Instructor: Prof. Markus Klute

MARKUS KLUTE: Welcome back to 8.20, Special Relativity. In this section, we're going to talk about the relativistic Doppler effect. And we make good use of our space-time diagrams, which we discussed earlier.

So the situation is as follows-- to simplify this, we have a source which is emitting pulses. So the waves are pulses. Every now and then there is a beep, and another beep, and another beep. And those pulses travel with their velocity-- with their wave velocity.

And they have a world line represented here in the space-time diagram. This is pulse number one, and this is pulse number two. The distance between those two pulses is our period, the period of our wave, which we call tau. The question now is, how is this being observed by an observer which is moving with a relative velocity v with respect to the source?

So let's analyze this. So if we want to characterize or find our position x1 and x2, we can do this by saying x1 is equal to ct1 or equal to x0, which is the distance of the observer to the source plus c times t1. v is the velocity in which the source is moving.

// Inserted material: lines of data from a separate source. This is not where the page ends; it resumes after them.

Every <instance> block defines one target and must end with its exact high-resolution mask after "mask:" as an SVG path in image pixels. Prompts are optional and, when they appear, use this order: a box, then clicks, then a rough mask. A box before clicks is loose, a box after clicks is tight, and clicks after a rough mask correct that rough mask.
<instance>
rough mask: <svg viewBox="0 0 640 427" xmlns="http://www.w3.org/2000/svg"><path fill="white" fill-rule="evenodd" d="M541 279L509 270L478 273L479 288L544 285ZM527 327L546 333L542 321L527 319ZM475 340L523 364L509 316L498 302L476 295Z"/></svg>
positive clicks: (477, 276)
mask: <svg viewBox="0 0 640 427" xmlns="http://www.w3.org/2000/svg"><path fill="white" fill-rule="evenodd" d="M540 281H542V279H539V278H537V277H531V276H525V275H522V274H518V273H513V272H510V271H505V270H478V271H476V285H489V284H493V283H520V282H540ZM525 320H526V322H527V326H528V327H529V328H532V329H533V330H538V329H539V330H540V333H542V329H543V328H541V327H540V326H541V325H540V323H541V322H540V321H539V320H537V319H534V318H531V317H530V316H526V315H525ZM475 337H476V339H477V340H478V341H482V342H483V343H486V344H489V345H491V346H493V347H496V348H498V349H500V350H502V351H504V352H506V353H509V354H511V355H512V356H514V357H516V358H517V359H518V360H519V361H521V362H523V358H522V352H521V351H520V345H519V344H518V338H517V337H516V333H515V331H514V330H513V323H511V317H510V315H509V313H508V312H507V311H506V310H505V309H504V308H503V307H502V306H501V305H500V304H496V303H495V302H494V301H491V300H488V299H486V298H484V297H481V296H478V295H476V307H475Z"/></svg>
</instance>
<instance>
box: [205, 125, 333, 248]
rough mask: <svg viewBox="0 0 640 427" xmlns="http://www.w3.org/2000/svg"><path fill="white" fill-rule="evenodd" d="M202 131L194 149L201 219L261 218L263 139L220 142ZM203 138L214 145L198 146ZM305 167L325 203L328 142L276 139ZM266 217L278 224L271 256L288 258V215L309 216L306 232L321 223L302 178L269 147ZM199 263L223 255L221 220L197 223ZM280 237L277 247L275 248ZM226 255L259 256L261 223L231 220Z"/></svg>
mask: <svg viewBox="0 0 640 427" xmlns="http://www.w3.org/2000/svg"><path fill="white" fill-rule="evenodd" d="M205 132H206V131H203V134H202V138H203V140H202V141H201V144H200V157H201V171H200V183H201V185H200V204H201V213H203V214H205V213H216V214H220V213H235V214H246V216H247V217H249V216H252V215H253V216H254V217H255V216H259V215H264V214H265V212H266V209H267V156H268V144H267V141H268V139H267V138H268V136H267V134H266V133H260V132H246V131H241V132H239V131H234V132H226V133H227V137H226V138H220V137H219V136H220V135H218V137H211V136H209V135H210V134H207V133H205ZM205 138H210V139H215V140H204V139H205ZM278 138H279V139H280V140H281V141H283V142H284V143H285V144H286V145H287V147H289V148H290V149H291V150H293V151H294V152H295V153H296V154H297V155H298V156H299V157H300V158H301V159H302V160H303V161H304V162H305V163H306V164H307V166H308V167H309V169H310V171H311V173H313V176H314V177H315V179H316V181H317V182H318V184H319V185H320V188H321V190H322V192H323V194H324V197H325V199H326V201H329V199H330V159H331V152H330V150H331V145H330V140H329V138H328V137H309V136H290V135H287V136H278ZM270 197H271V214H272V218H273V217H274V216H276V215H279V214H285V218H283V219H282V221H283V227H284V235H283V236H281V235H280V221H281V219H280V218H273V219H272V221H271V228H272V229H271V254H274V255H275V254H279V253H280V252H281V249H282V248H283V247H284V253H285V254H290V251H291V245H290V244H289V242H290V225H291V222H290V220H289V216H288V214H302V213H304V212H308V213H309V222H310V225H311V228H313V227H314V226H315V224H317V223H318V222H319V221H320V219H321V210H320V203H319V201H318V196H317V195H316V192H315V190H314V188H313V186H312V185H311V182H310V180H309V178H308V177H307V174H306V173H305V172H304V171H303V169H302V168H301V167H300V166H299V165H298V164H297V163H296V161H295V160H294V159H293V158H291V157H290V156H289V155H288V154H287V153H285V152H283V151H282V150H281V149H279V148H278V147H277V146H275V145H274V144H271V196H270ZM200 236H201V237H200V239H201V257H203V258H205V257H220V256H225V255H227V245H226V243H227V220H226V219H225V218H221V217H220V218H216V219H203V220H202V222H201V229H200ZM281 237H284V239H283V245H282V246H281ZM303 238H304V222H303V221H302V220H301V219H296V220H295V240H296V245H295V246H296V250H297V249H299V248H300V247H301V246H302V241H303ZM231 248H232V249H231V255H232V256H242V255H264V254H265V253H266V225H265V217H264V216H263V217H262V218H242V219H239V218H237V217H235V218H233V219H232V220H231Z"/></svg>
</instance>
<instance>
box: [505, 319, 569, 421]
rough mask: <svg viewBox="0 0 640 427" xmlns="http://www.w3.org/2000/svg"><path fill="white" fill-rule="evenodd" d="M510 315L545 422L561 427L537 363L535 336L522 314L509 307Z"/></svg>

And similarly for t x2, we find c times t2 minus tau. And that's also equal to x0 plus v times t2. So the distance in time-- we're still in the reference frame as of the source-- is given by c times tau over c minus v. And the distance in space is given by v times c times tau over c minus v.

So the question is not how this observed-- how this is seen by the source but how this is being seen by the observer. So we have to apply Lorentz transformation. So in the s prime frame, which is the observer frame, we find delta t prime is equal to gamma delta t minus v over c squared delta x. And then we just fill in the information as we discussed before.

Tau prime is then gamma times c tau over c minus v times 1 minus v square over c square. And then you make use of delta equal v of over c. And we make use of gamma equals 1 over square root of 1 minus beta square.

And we find then-- this is a little bit of an algebra exercise here-- that the period now is given by 1 plus beta over 1 minus beta square root of that times tau. And the frequency is the inverse. We'll have 1 minus beta over 1 plus beta square root of that [? times ?] the frequency. So we just calculated relativistically how the period and the frequency of a wave is Lorentz transformed.